The unusual zooming effect used in the film to convey Scottie's acute vertigo was created by uncredited second-unit cameraman Irmin Roberts with a simultaneous combination of zooming in and tracking backward. It is called the "contra-zoom" or "trombone shot", but is often referred to as the "vertigo effect" because of its use in this film.

Hitchcock himself was responsible to a large degree for the tone and themes of the movie. He uses color and shading cleverly throughout the film, sometimes saturating the screen to create a particular emotion. He experimented with dying some frames in unnaturally bright colors, as with Scottie's nightmare near the middle of the film. Kim Novak, round whom the whole plot revolves is sometimes surrounded by colored light as in the hotel scene where she is bathed in a ghostly green radiance. When the bookshop owner is explaining the sad historical background, the natural light dims to dusk to reflect the sombre tone.

Main Cast

The casting is wonderful and helps make the film what it is.

James Stewart ... Detective John "Scottie" Ferguson
Kim Novak ... Madeleine Elster / Judy Barton
Barbara Bel-Geddes ... Midge Wood
Tom Helmore ... Gavin Elster
Henry Jones ... Coroner
Raymond Bailey ... Scottie's Doctor
Ellen Corby ... Manager of McKittrick Hotel
Konstantin Shayne ... Pop Leibel
Lee Patrick ... Car owner mistaken for Madeleine

James Stewart (1908-97) was a Hitchcock stalwart and his ability to convey a character's inner turmoil under intense psychological pressure is unequalled. What also distinguishes the movie is the way Stewart's 'everyman' persona becomes all the more disconcerting when his long suppressed lustful desires manifest themselves.

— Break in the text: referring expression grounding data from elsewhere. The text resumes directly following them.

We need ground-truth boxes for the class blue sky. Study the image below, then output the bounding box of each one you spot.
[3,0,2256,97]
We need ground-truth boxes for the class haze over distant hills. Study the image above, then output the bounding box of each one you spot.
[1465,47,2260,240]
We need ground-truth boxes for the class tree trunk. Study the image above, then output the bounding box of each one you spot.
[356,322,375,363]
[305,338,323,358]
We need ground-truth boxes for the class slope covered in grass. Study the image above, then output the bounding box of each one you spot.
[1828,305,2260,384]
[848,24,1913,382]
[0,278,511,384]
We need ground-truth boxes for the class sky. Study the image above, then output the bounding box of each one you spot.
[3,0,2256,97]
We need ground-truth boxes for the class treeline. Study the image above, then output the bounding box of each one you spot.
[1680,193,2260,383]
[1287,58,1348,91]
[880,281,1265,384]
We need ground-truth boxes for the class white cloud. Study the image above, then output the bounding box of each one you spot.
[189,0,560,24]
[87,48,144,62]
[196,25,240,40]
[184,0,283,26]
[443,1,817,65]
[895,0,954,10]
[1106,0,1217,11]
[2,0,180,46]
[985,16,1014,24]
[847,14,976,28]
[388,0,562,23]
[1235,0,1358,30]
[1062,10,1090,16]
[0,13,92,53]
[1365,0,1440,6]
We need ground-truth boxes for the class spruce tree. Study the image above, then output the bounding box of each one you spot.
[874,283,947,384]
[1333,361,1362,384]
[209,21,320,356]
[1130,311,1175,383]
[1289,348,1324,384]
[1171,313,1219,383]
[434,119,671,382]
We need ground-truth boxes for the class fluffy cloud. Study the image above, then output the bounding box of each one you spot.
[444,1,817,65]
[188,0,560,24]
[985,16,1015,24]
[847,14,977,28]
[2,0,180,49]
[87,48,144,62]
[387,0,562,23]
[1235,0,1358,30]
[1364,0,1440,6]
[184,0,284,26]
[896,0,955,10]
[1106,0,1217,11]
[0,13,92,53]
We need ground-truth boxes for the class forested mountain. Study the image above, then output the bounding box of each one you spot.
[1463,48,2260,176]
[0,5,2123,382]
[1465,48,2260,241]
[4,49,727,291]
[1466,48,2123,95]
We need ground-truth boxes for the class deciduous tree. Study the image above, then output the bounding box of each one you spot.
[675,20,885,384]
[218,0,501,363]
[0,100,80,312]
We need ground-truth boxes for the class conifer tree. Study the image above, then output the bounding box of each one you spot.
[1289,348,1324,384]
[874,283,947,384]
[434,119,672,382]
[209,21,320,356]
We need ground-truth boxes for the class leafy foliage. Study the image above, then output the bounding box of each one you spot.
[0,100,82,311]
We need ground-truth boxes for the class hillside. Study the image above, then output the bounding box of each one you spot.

After actor Cary Grant, Stewart was the most frequently featured leading man in Hitchcock movies. In addition to Vertigo, Stewart starred in other highly-regarded Hitchcock films such as 'Rope' in 1948, 'Rear Window' in 1954 and 'The Man Who Knew Too Much' in 1956. He was one of the greats of Hollywood's Golden Age, with five Oscar nominations for Best Actor including one win in 1940 for 'The Philadelphia Story'.

Kim Novak (b. 1933) is a typical Hitchcock icy blonde in the mold of Grace Kelly and Tippi Hendren, and her performance in the difficult dual roles of Madeleine Elster and Judy Barton is one of the keys to the movie's success. Hitchcock spent a great deal of time coaching her into the character he wanted, even giving advice on her wardrobe and way of speaking.

Barbara Bel Geddes (1922-2005) established her acting reputation in the theater in productions such as 'Cat on a Hot Tin Roof' in 1955, and 'Mary, Mary' in 1961 which ran for over 1,500 performances. Both roles earned her Tony Award nominations. Her movie career began with a starring role with Henry Fonda in 'The Long Night' in 1947. In 1948, she was nominated for an Academy Award for Best Supporting Actress for her performance in classic film 'I Remember Mama'. Later in her career she became internationally famous for her role as Miss Ellie, the matriarch of the Southfork ranch in TV's 'Dallas'.


Director ... Alfred Hitchcock
Producer ... Alfred Hitchcock
Associate Producer ... Herbert Coleman
Production Company ... Alfred J. Hitchcock Productions, Inc., Paramount Pictures
Written by ... Pierre Boileau, Thomas Naracejac from their original novel "D'Entre les Morts"
Screenplay ... Samuel A Taylor, Alec Coppel
Format ... Color (Technicolor)
Initial Release ... 9 May, 1958
Running time ... 120 mins

Academy Awards

No Wins:
Two Unsuccessful Nominations:
Best Art Direction/Set Direction ... Hal Pereira, Henry Bumstead/Sam Comer, Frank McKelvy
Best Sound ... Paramount Studio Sound Dept., George Dutton, Sound Director


'Vertigo' is a genuinely wonderful film. There is so much in it, that a single showing is not enough for a complete understanding. Part suspense thriller, part murder mystery, part strange, icily romantic love story, the film is a classic, a powerful examination by a master film maker of the nature of romantic love, voyeurism, duplicity, and murderous criminality. It is a fascinating, multi-layered masterpiece, representing the pinnacle of achievement of Hitchcock's brilliant career.